QR codes might prove to be useful in the dining room, too. A new app from Orlando, FL-based ezCommerce Solutions, dubbed Swift Server, enables customers to make menu choices and aggregate their orders on a smartphone or tablet prior to the arrival of their server. When everyone has decided what he or she wants, the app generates a QR code and the server scans the code off the customer’s phone. The system can be set up so diners can email their order to the kitchen, too. A bonus: because the order is customer-generated, every order is, theoretically, error-free.

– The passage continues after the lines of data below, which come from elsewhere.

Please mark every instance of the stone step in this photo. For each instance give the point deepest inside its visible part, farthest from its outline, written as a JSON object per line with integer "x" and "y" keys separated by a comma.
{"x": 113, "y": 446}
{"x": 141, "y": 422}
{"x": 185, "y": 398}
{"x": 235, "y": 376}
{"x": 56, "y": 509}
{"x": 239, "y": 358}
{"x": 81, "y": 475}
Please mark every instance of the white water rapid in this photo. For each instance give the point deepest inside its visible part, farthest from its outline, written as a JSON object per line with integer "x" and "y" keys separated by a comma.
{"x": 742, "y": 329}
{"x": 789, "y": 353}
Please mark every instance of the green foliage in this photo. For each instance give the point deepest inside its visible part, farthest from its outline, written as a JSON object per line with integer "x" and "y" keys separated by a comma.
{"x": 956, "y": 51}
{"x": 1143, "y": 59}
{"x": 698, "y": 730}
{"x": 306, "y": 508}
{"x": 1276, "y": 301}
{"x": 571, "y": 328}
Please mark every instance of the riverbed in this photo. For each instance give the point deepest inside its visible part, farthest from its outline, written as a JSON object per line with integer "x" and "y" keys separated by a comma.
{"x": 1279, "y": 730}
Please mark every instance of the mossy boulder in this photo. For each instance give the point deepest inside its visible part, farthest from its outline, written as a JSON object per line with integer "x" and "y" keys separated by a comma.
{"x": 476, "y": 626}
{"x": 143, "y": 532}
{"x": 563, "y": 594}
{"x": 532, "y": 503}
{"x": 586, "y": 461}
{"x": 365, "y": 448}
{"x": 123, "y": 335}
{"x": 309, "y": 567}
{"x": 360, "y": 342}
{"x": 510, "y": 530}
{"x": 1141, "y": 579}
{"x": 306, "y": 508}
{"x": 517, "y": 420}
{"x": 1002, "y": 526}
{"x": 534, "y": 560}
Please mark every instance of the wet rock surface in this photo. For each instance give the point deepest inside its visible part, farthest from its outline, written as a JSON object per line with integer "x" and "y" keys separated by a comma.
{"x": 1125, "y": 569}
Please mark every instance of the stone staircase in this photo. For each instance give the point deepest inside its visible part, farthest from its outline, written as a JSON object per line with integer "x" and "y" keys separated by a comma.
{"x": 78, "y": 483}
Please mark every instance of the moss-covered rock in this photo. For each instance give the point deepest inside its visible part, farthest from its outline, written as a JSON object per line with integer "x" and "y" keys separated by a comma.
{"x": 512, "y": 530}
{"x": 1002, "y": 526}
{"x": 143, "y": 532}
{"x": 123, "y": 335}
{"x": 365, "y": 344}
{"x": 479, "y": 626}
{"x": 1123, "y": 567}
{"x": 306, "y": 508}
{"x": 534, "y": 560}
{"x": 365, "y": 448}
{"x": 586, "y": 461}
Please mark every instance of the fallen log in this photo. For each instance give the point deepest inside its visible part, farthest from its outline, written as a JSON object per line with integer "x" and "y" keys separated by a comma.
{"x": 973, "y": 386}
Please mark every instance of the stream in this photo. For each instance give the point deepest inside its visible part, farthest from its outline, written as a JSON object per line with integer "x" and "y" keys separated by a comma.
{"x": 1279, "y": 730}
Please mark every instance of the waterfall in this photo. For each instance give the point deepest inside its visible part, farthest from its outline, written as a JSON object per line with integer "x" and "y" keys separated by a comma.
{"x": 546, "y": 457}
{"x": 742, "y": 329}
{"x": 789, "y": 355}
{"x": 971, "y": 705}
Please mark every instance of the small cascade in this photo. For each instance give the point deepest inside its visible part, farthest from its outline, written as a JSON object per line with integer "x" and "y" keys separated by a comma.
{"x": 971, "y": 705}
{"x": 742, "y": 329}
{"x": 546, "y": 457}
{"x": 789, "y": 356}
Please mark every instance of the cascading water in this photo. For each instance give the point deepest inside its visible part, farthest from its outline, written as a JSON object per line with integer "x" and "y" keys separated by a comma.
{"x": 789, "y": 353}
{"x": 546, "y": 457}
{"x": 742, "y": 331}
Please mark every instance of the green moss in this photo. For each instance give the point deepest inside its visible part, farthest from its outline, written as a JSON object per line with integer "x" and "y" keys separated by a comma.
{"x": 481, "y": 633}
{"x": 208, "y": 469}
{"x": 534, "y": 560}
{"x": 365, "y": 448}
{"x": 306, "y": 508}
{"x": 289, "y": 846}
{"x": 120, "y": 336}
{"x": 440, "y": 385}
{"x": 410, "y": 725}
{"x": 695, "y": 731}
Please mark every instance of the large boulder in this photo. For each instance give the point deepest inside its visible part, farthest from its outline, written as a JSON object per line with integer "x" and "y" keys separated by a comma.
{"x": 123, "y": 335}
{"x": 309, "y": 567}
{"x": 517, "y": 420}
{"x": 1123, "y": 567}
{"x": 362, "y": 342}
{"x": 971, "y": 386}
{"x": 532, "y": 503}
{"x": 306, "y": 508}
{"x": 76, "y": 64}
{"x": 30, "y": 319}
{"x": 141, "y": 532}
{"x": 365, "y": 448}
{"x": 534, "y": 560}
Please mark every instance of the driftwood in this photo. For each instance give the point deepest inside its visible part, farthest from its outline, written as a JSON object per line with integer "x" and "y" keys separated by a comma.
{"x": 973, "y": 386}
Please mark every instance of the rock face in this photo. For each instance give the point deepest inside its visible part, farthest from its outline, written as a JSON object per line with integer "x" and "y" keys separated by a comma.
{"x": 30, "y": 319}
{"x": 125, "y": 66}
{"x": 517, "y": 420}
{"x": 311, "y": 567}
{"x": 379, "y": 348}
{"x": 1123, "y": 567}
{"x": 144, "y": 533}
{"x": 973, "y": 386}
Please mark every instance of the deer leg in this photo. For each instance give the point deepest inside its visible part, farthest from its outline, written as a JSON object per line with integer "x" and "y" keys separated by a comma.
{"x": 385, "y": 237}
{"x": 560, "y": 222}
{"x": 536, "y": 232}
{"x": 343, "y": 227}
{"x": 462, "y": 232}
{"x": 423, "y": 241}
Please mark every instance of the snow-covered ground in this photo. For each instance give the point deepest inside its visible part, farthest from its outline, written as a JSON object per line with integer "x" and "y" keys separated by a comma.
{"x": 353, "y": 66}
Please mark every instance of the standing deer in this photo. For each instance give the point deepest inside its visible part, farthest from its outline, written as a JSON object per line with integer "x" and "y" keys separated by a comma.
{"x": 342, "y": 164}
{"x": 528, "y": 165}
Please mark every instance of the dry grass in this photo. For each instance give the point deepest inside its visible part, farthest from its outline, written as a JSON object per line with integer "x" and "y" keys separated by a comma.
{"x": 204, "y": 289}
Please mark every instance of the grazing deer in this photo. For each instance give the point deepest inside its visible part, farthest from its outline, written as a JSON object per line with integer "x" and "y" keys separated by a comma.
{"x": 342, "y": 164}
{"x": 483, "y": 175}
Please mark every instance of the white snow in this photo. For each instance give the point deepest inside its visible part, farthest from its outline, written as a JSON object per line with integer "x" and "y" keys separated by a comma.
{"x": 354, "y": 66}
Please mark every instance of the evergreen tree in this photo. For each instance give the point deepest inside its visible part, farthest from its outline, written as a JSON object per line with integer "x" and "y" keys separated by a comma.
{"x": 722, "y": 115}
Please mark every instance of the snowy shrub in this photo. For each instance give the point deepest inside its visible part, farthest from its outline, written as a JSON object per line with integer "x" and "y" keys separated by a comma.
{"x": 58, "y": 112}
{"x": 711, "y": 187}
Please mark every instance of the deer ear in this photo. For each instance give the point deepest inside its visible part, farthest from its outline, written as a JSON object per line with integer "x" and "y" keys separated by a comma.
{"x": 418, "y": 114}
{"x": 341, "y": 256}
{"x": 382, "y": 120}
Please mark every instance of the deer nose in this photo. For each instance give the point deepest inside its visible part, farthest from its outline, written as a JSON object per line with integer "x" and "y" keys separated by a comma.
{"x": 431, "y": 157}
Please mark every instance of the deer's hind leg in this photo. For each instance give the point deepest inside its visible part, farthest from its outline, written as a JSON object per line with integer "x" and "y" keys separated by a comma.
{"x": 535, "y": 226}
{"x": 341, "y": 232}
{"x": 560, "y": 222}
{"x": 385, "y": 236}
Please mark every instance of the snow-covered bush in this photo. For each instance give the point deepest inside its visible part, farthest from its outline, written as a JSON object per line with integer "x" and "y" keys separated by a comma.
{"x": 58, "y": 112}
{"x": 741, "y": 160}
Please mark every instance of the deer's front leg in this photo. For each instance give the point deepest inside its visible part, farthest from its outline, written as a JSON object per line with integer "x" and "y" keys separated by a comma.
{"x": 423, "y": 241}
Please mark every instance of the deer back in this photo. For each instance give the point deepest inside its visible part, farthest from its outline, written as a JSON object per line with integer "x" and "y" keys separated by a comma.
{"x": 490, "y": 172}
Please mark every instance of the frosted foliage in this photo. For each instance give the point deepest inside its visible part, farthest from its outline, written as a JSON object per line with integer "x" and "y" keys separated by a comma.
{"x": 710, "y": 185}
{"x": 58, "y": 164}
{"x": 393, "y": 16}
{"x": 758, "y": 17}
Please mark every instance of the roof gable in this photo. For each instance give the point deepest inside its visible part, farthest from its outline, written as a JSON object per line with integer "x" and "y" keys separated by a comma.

“Mobile technology is making everyone’s lives more efficient on a daily basis,” says ezCommerce Solutions c.e.o. Naomi Wilson. “Why not bring that same level of efficiency to the foodservice industry? Diners can select from menu options, add their special requests, plug it into their phone and feel confident that their meals will show up at their tables correctly. Swift Server’s simplicity means that diners and restaurants can start using it today with no training and no implementation costs.”
Restaurant operators who want servers to upsell customers may not be in the market for Swift Serve, which discourages server-customer interaction at the time the order is placed. But in many restaurants, particularly where streamlined service and rapid table turns have high value, it could be a useful tool.
Right now, the Swift Serve app is free to restaurant operators. There will be a fee for upgrades to enhanced future versions of this app; there will continue to be a free version that will contain ads.
“In version 2.0, the restaurant will have the option to pay and have their menu loaded to the Swift Server database, which will produce a QR code, which will then be on their menus and load when the Swift Server user (the diner) scans the QR,” the company says. “Then the customer can order direct from the menu using the app.”
If your servers have smartphones, it might be worthwhile to experiment with this QR-based app to see how well it might function in your particular restaurant.